As Mar built Les Trois Chevaux, she looked to storied French restaurants from New York’s past such as Lutèce and La Côte Basque. Both the space and the menu are a stark contrast to the dark, underground Beatrice Inn, where Mar became known for a meat-centric menu that included massive dry-aged steaks and duck flambeed table side. The dishes were a bow to the rich history of the space, which originally opened in the 1920s as a speakeasy, and over the decades became a lively late-night haunt for celebrities and New York’s social set.
“When you have a place that is so steeped in history, that is so iconic to the city, it’s both a blessing and a curse,” says Mar. “It’s a blessing to be the steward… it’s a once-in-a-lifetime opportunity to be bestowed that honor. But at the same time, it’s also a curse, because you are bound to that history. Honoring it didn’t allow me to start from a blank slate like I am now.”

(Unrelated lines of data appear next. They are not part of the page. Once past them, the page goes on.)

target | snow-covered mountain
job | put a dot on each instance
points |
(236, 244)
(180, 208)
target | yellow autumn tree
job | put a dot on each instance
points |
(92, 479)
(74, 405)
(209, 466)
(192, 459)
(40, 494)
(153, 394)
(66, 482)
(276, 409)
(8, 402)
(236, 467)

Mar enlisted Brenda Bello and Joel Medina from BWArchitects to design a restaurant bedecked with marble countertops, vintage vases sourced from Hong Kong, and seating fashioned with sentiment. “We chose the deepest color of midnight blue for the banquets because it was the color of my father’s favorite sweatshirt he used to wear,” Mar says. “It was really important to nail the ambiance and to have this be a really gorgeous place that people could come and lose themselves in for a few hours.” Artwork includes a painting by Pépin—a good friend and mentor—and a Banksy print of well-dressed rats. “Everyone said I couldn’t hang rats in my restaurant, but they’re wearing tuxedos,” she says. “It’s fine, they’re dressed for the occasion.” Floral arrangements by Raul Avila—known for his work at the Met Gala and other high-profile events—will change twice a week. Avila was drawn to Les Trois Chevaux for Mar’s “ability to achieve sensory perfection,” which he’d observed at the Beatrice Inn. “My hope is that those dining completely forget that they are in New York City for a moment and escape to what they recognize as French terrain,” he says.